When studying polynomials, one important concept to understand is relative maxima and minima. These points occur at the peaks and valleys on a graph. A **relative maximum** is where the function changes from increasing to decreasing, making it a peak. Conversely, a **relative minimum** is where the function shifts from decreasing to increasing, forming a valley.

To find these points on a graph, look for where the slope of the tangent line is zero. This means that the derivative of the function, denoted as \( f'(x) \), equals zero at these points. However, depending on the graph's behavior, not every point where the derivative is zero guarantees a relative extremum. It's crucial to check the surrounding values to confirm if there is a change in direction.

These points provide insightful information about the function's overall behavior and are essential in optimization problems.

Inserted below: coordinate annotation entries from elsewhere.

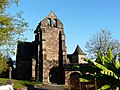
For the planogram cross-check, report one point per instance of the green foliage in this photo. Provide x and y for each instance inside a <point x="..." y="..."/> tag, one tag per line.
<point x="104" y="87"/>
<point x="104" y="70"/>
<point x="12" y="28"/>
<point x="100" y="42"/>
<point x="3" y="64"/>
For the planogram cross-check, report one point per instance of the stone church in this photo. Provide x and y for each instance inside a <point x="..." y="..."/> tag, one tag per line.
<point x="45" y="58"/>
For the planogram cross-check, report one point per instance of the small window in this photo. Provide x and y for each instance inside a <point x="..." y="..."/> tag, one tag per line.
<point x="55" y="22"/>
<point x="49" y="22"/>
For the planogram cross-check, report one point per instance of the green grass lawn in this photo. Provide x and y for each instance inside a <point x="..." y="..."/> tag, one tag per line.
<point x="18" y="83"/>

Understanding where these occur can help with sketching polynomial graphs more accurately and identifying the nature of the function's growth and decline over certain intervals.

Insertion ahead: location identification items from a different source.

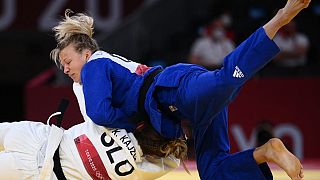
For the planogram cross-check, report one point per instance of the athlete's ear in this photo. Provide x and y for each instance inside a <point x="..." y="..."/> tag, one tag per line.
<point x="87" y="54"/>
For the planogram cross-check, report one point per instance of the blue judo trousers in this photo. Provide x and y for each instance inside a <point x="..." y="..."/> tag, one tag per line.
<point x="201" y="96"/>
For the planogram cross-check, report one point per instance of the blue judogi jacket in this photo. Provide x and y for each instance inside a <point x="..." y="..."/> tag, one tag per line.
<point x="111" y="86"/>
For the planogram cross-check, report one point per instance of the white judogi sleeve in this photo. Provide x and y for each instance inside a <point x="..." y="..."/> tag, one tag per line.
<point x="119" y="151"/>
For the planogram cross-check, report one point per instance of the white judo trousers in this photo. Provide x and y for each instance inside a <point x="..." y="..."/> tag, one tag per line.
<point x="25" y="152"/>
<point x="87" y="151"/>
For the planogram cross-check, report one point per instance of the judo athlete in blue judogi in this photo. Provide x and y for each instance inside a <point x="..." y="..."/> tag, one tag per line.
<point x="116" y="90"/>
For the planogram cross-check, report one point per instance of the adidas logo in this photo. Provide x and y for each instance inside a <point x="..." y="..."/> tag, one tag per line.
<point x="237" y="73"/>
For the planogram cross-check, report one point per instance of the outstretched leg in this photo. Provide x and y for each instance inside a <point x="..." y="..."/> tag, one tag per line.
<point x="274" y="151"/>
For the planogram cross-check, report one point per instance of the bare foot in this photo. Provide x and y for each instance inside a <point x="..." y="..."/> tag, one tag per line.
<point x="277" y="153"/>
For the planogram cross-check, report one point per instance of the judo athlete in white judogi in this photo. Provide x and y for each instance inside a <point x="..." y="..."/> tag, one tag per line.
<point x="87" y="151"/>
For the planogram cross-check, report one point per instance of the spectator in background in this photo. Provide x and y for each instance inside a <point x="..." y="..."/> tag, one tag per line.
<point x="210" y="49"/>
<point x="294" y="46"/>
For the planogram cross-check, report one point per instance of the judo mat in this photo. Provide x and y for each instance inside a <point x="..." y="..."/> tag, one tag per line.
<point x="311" y="172"/>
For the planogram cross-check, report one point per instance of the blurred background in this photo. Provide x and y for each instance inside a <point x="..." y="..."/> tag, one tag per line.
<point x="282" y="100"/>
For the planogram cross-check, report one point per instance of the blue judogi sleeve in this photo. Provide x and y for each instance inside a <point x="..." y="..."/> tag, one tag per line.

Analyzing a function involves checking its characteristics such as domain, range, intercepts, and intervals of increasing or decreasing. The function given, \( f(x) = 3x^3 - 4x + 2 \), is a cubic polynomial. This type of function has a broad range of behaviors.- **Domain**: For polynomials like this one, the domain is all real numbers, as there are no restrictions such as division by zero or square roots of negative numbers.- **Range**: A cubic polynomial also has all real numbers as its range. This means it can take any value of \( y \).- **Intercepts**: The intercepts occur where the function crosses the axes. For the y-intercept, substitute \( x = 0 \), giving \( f(0) = 2 \). The x-intercepts can be found by solving \( 3x^3 - 4x + 2 = 0 \).- **Increasing and Decreasing**: To determine these intervals, calculate the derivative \( f'(x) = 9x^2 - 4 \). Find its roots by setting \( f'(x) = 0 \), which will help identify where the slope is zero, thus indicating potential maxima or minima.
Function analysis helps in comprehending how a function behaves across different values of \( x \), painting a complete picture of its behavior.

Graphing utilities are powerful tools in visualizing functions and their properties. Using a graphing utility simplifies the process of identifying relative maxima and minima. Whether you use software like Desmos, a graphing calculator, or online graphing tools, these utilities plot out the function to provide clear visuals.

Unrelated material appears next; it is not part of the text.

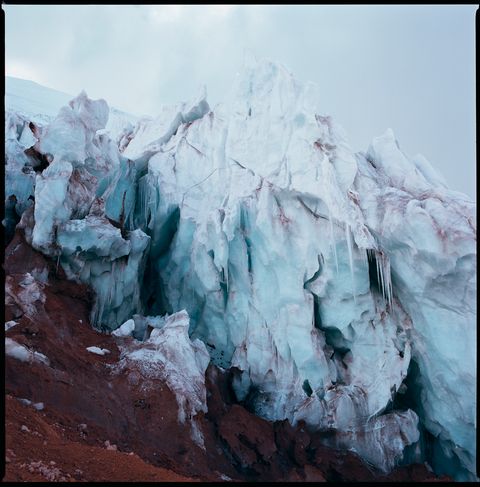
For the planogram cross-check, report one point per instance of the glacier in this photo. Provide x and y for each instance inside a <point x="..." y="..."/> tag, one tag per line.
<point x="339" y="286"/>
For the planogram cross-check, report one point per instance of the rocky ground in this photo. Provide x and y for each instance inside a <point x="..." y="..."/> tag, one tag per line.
<point x="71" y="417"/>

With a graphing utility, input the cubic function, \( f(x) = 3x^3 - 4x + 2 \). This will display its graph, allowing you to explore its shape in detail:- **Zoom and Pan**: Adjust the view to observe critical points and overall behavior. You can zoom in on areas where the graph seems to reach peaks or valleys to approximate relative extrema.- **Trace Function**: Most utilities have a trace feature that shows the coordinates of points as you move along the curve. This aids in determining exact or approximate values of maxima and minima.- **Analysis Tools**: Some utilities even offer built-in analysis features to compute derivative roots, further easing the process of finding changing points in trend.
Using graphing utilities not only helps in function analysis but also enhances understanding by providing an intuitive grasp of mathematical concepts.